Indeed.  Is there a more eloquent way to describe the topics I’ve struggled with here – so loquaciously, so repetitively, so inelegantly – for years?  I don’t think so.  And so I walk on.  Gazing at the world, at the nets of black branches against cornflower blue, at the glowing, ragged-edged moon rising in the dusky sky.  Trying, every single day, to meet what is coming to me with an open mind and heart full of trust.  My courage flags, my eyes fill with tears, I trip and fall.  And all I can do is wake up every morning and try again.

My subject chose me

I am honored to have my essay, My Subject Chose Me, published at Literary Mama.  I love so much of what Literary Mama stands for, most of all the power that is contained in commingling motherhood and writing.  The work that I’ve read there is without exception both beautifully-written and thought-provoking, intelligent and honest, suffused with love of both the written word and the small, noisy people who populate our days.

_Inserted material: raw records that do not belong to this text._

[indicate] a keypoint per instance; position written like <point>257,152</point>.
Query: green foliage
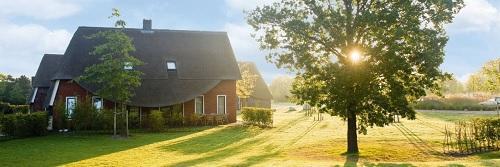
<point>401,43</point>
<point>245,86</point>
<point>24,125</point>
<point>14,90</point>
<point>477,135</point>
<point>156,121</point>
<point>281,88</point>
<point>487,79</point>
<point>59,117</point>
<point>257,116</point>
<point>452,86</point>
<point>115,82</point>
<point>452,103</point>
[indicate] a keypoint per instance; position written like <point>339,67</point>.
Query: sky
<point>31,28</point>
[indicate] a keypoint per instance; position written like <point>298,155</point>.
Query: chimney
<point>146,24</point>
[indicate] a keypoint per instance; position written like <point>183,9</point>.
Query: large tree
<point>280,88</point>
<point>116,74</point>
<point>362,60</point>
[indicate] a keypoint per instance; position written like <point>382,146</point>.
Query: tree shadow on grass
<point>223,153</point>
<point>368,164</point>
<point>58,149</point>
<point>212,141</point>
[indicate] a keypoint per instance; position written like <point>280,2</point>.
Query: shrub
<point>156,121</point>
<point>468,137</point>
<point>24,125</point>
<point>20,108</point>
<point>4,107</point>
<point>257,116</point>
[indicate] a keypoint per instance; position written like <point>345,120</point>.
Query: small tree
<point>115,75</point>
<point>491,71</point>
<point>245,86</point>
<point>281,88</point>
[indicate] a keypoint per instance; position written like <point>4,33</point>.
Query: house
<point>261,96</point>
<point>192,71</point>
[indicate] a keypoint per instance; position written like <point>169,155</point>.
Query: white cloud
<point>476,16</point>
<point>22,46</point>
<point>243,44</point>
<point>39,9</point>
<point>241,5</point>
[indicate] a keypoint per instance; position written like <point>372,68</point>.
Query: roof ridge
<point>156,30</point>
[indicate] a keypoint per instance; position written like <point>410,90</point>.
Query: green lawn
<point>295,140</point>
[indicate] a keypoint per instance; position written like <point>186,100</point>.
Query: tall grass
<point>452,103</point>
<point>468,137</point>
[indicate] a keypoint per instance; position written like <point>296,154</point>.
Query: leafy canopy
<point>115,82</point>
<point>245,86</point>
<point>401,44</point>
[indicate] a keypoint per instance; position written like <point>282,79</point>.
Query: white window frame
<point>102,103</point>
<point>225,103</point>
<point>174,65</point>
<point>202,104</point>
<point>54,92</point>
<point>66,105</point>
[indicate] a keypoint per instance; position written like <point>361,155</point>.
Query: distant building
<point>261,96</point>
<point>191,71</point>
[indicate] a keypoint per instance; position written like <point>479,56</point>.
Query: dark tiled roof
<point>261,90</point>
<point>202,58</point>
<point>48,67</point>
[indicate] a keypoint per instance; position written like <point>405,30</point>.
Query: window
<point>70,105</point>
<point>221,104</point>
<point>97,103</point>
<point>127,66</point>
<point>171,66</point>
<point>199,105</point>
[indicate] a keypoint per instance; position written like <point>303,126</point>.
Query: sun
<point>355,56</point>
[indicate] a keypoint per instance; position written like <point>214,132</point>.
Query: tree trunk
<point>126,121</point>
<point>352,135</point>
<point>114,121</point>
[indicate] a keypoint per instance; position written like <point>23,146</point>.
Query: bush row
<point>468,137</point>
<point>9,109</point>
<point>257,116</point>
<point>24,125</point>
<point>453,103</point>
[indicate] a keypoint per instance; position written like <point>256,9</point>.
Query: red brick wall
<point>70,88</point>
<point>228,88</point>
<point>40,96</point>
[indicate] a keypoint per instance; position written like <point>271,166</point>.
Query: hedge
<point>257,116</point>
<point>24,125</point>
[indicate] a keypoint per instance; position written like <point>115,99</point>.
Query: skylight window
<point>171,66</point>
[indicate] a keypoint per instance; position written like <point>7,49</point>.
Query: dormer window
<point>171,66</point>
<point>127,66</point>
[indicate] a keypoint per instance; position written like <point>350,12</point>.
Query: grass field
<point>295,140</point>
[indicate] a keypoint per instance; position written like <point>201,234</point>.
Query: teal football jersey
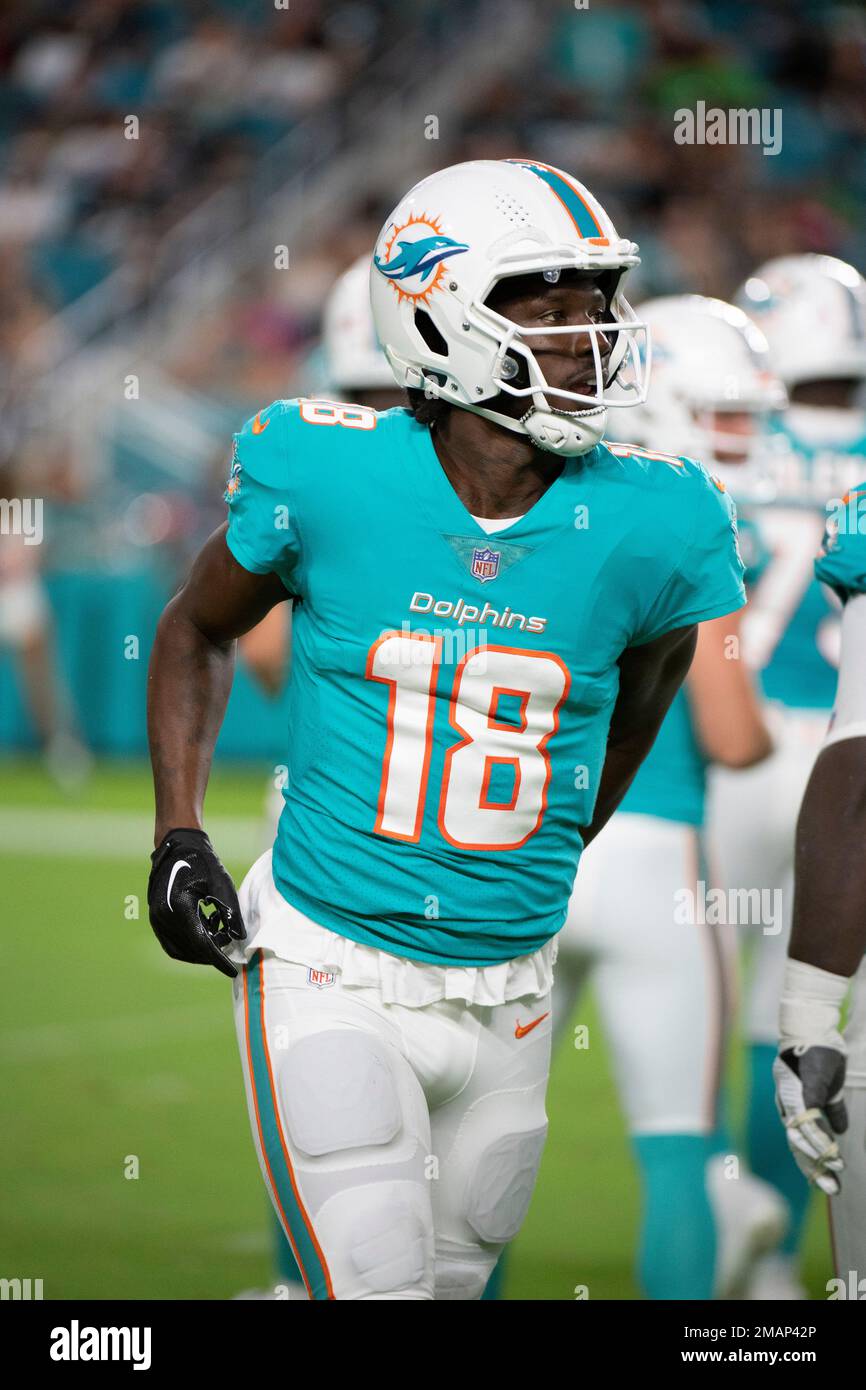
<point>791,627</point>
<point>841,562</point>
<point>672,780</point>
<point>451,691</point>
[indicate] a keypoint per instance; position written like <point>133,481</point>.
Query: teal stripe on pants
<point>312,1262</point>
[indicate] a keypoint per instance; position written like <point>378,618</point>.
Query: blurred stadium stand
<point>260,127</point>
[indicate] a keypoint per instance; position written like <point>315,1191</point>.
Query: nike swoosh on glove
<point>192,901</point>
<point>809,1086</point>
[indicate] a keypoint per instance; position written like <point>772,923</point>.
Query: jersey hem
<point>332,922</point>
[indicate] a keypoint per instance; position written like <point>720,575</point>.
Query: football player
<point>662,973</point>
<point>357,371</point>
<point>812,310</point>
<point>820,1077</point>
<point>492,613</point>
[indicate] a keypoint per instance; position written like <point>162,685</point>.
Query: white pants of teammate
<point>399,1144</point>
<point>662,984</point>
<point>751,826</point>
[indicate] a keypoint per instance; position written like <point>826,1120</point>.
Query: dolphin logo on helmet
<point>419,257</point>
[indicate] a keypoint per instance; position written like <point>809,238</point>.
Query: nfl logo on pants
<point>485,565</point>
<point>321,979</point>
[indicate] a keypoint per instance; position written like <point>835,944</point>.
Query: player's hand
<point>192,901</point>
<point>809,1097</point>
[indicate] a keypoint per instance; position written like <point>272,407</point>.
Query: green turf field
<point>114,1057</point>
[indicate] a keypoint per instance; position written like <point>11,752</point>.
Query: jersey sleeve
<point>262,514</point>
<point>841,560</point>
<point>706,580</point>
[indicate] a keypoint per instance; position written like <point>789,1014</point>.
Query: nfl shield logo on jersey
<point>485,565</point>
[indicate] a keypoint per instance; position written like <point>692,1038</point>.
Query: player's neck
<point>495,473</point>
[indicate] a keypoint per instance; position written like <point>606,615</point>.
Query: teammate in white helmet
<point>812,310</point>
<point>662,970</point>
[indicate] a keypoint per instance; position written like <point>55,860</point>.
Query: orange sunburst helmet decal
<point>419,259</point>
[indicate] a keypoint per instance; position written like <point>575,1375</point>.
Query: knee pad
<point>339,1093</point>
<point>463,1275</point>
<point>380,1240</point>
<point>501,1184</point>
<point>387,1243</point>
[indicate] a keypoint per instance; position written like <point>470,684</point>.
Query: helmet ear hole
<point>430,334</point>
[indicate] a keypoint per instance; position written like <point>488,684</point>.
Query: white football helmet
<point>353,357</point>
<point>812,310</point>
<point>709,362</point>
<point>437,259</point>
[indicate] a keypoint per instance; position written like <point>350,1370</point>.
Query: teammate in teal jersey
<point>813,313</point>
<point>466,712</point>
<point>820,1076</point>
<point>659,965</point>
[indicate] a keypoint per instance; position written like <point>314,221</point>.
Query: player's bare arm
<point>649,679</point>
<point>192,901</point>
<point>829,930</point>
<point>191,676</point>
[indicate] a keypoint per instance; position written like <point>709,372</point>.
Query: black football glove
<point>192,901</point>
<point>809,1086</point>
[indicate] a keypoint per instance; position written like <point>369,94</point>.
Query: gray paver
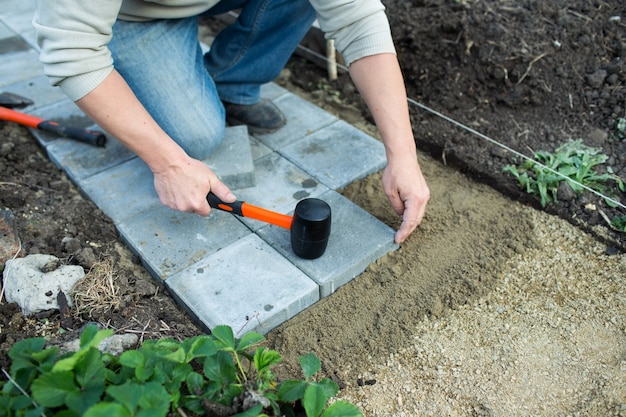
<point>38,90</point>
<point>280,185</point>
<point>168,241</point>
<point>81,161</point>
<point>222,269</point>
<point>123,190</point>
<point>64,112</point>
<point>357,238</point>
<point>232,160</point>
<point>303,118</point>
<point>248,286</point>
<point>337,154</point>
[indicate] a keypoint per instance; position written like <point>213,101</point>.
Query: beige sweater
<point>73,34</point>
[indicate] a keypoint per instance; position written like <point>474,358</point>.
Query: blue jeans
<point>163,63</point>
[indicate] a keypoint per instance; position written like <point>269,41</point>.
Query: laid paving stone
<point>81,161</point>
<point>337,154</point>
<point>38,90</point>
<point>122,191</point>
<point>280,185</point>
<point>272,91</point>
<point>168,241</point>
<point>232,160</point>
<point>303,118</point>
<point>64,112</point>
<point>248,286</point>
<point>357,239</point>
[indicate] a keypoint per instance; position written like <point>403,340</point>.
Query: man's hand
<point>185,186</point>
<point>407,192</point>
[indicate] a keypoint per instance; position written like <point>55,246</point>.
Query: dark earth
<point>529,74</point>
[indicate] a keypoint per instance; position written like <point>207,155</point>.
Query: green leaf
<point>265,358</point>
<point>314,400</point>
<point>127,394</point>
<point>292,390</point>
<point>221,368</point>
<point>342,409</point>
<point>107,410</point>
<point>201,347</point>
<point>310,365</point>
<point>225,335</point>
<point>51,389</point>
<point>329,386</point>
<point>252,412</point>
<point>155,399</point>
<point>248,340</point>
<point>195,382</point>
<point>177,356</point>
<point>132,358</point>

Please click over to read my piece and spend some time on the site.  You won’t be disappointed.  I’d love to hear what you think.

Walking

I’ve mentioned that things are a bit shaky chez moi lately, with unanticipated changes and tremors, a brand-new and somewhat startling shakiness to the ground.  Last week I felt tentative and edged my way out into the world only when it was necessary.  Other than one dinner out (a celebration with a few of our dear local friends) I have been staying very close to home.  The truth is I am feeling internal again, quiet, and there are only a few people I feel comfortable being with.

I have been working a lot, writing, reading, sleeping when I can (not that well), and curling up with Grace and Whit.  Cooking random vegetables out of the bin that arrives weekly, making my way through Gail Godwin’s glorious Evensong, working slowly on a couple of essays I have in process.

I’ve also been going for walks in the afternoons.  Whenever I can, when I have breaks between calls, I sneak out, bundle up, pull on a fleece hat and mittens and parka and head down the street.  It’s often late afternoon when I go out, so in particular I have been watching the light change.  In the space of a couple of days it suddenly seemed as though the days were markedly longer.  A movement which had seemed slow, almost imperceptible, like the hour hand creaking around a clock, suddenly jumped and made itself known.

I walk and I watch.  I see the light on the trees, the black nests in bare tree branches, the glowing rough-edged moon in the saturated, still-blue sky.  The unfortunate thing, though, is that I seem to go on every walk with myself.  No matter how far or how fast I walk, I can’t get away from myself.  Sometimes I can still my racing thoughts and heart with the abiding calm of a late afternoon in deep winter, but most of the time I can’t. I’m right there with myself.  As it were.

And still, not really knowing what else to do, I keep walking.  Looking up, looking down, noticing things every step of the way, often feeling waves of wonder.  Realizing that no matter what, I can’t outrun myself.  Even as the world turns towards light again, I am, in ways big and small, turning inward.  Who knows how long this will last, this phase of inwardness, this time of late-afternoon walks, this season of anxiousness and waiting, of patience and fear.  I can’t know how long.  So I just keep walking.

 

Blazing before my eyes

“Throughout my whole life,” he noted later, “during every minute of it, the world has been gradually lighting up and blazing before my eyes until it has come to surround me, entirely lit up from within.”

Annie Dillard, For the Time Being

Trust your struggle

I’ve seen this image several times, all over the place, and finally I downloaded it because I love it.  I love the font, I love the gray and white, and I love the message.

Trust your struggle.

These words honor that we all have struggles, and they contains within them trust that all the effort and difficulty is in service of something.  That we’re all where we are supposed to be, doing what we’re supposed to be doing, no matter how painful or pointless it might seem.

I’m doing both right now.  Struggling, and trying to trust.